Friday, September 30, 2011

Guest post: Greece's Dostoevsky

The following is the first in a series of four guest posts from Herman A. Middleton, author of Precious Vessels of the Holy Spirit: The Lives and Counsels of Contemporary Elders of Greece (featuring eight Greek Orthodox monastic elders), and translator of the recently released Greece's Dostoevsky: The Theological Vision of Alexandros Papadiamandis (a study of one of modern Greek literature's finest writers). It is about his new book that he now writes. (The second, third, and fourth posts will be posted elsewhere, for which see below.)

I have been working on a translation of Dr. Anestis Keselopoulos's book, Greece's Dostoevsky: The Theological Vision of Alexandros Papadiamandis for quite some time now. The book is a study of the living (lived/experiential) theology found in the short stories and novels of one of Greece's greatest fiction writers of the past 2+ hundred years.

I was first introduced to Papadiamandis through Dr. Keselopoulos's pastoral theology class while a student at Aristotle University in Thessalonica, Greece. It is often the case at Greek universities that the professor uses one of his own books for the course, and in this case we read Greece's Dostoevsky. I was attracted to the book initially because, unlike many theological books, it both provides profound insights while being an engaging and enjoyable read.

Too often, theological books discuss theology in the abstract. Church doctrines, which were developed through the vibrant spiritual and liturgical life of the Church and Her faithful, are often presented as abstract teachings based on Biblical passages. Greece's Dostoevsky is unusual in this regard. Dr. Keselopoulos discusses doctrines and theological concepts within the framework of lived theology, connecting often seemingly abstract concepts to everyday life.
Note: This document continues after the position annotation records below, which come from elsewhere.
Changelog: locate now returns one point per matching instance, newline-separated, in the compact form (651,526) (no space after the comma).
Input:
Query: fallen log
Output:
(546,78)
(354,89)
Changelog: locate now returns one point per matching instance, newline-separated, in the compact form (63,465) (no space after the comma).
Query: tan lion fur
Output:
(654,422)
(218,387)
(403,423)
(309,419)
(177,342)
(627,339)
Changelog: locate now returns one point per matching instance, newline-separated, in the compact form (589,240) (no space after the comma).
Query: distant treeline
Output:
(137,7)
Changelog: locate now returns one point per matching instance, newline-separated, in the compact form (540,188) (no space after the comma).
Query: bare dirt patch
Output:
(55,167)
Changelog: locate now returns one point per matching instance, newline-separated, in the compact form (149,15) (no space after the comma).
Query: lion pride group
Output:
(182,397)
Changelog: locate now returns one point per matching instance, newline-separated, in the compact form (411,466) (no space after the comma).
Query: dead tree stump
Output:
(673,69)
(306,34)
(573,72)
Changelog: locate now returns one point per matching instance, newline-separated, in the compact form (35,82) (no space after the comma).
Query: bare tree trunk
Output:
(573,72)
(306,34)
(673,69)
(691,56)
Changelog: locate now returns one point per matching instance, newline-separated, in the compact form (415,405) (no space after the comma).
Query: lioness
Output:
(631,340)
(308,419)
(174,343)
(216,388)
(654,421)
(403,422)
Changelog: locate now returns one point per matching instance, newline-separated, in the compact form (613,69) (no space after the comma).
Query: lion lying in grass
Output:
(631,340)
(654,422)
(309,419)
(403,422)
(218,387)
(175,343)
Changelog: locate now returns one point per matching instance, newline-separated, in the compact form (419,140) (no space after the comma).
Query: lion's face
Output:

Keselopoulos addresses issues that are at the heart of Church life, issues that are of particular concern to the Church in America and in the West, more generally (I will discuss the contents of the book in a later post). Rather than addressing these issues detached from actual life, Keselopoulos bases his ideas on examples taken from Papadiamandis's stories. This is the ideal book for a class in pastoral theology, as it provides concrete and living examples of spiritual and theological truths. PapadiamandisÕs characters, the clergy and faithful in his stories, were based on the many priests and parishioners he knew from his childhood on the island of Skiathos and from his time in Athens.

What this means is that, while providing significant theological insight, Keselopoulos's book is a lot of fun to read. The text is punctuated with excerpts and examples from Papadiamandis's stories, and one gets the sense that Papadiamandis's characters are very much based on real people. One of the things Papadiamandis shares with Dostoevsky is that he is a Realist. Papadiamandis does not romanticize the Church, the clergy, or the monastics. While he personally knew many shining examples of clerical and monastic virtue (St. Nectarios and St. Nicholas Planas, in particular), he was also aware that there are unscrupulous clerics and monastics as well. He presents the good and the bad, but he is always optimistic and slow to judge. He was a churchman in the truest sense of the term, a real lover of the Church.

What this also means is that the reader gets introduced, in a very intimate way, to a world, a culture, a society that is profoundly Orthodox. One of the difficulties with being an Orthodox Christian in the West is that our society forces us into a situation where our faith is simply one aspect of who we are. The culture in which we live does not understand our faith, so it prefers that we keep it private. Even though we struggle to live lives worthy of Christ, lives of Orthodox witness, it is easy to feel very much alone in this struggle. Orthodox countries do not always live up to the high calling of Christ either, but there is no doubt that the life of faith in these countries is more organic, more rooted, more connected with the other aspects of one's life. Greece's Dostoevsky invites us into that world and shows us what we might otherwise not see, and that is one of its best qualities.

In my next post, I'll go into more depth regarding who Alexandros Papadiamandis was, and why it matters.

Learn more about Greece's Dostoevsky: The Theological Vision of Alexandros Papadiamandis.

Posting Schedule:


  1. Herman,
    Thanks very much for undertaking this translation. We who enjoy modern Greek literature, αλλά καταλαβαίνουμε λίγο ελληνικά, are indebted.


  2. Hello Lucas,

    Thank you for your message. Writing (and especially translation!) is an often lonely and seemingly thankless task, so it's a blessing to receive feedback back from readers. I pray you'll find the book a blessing!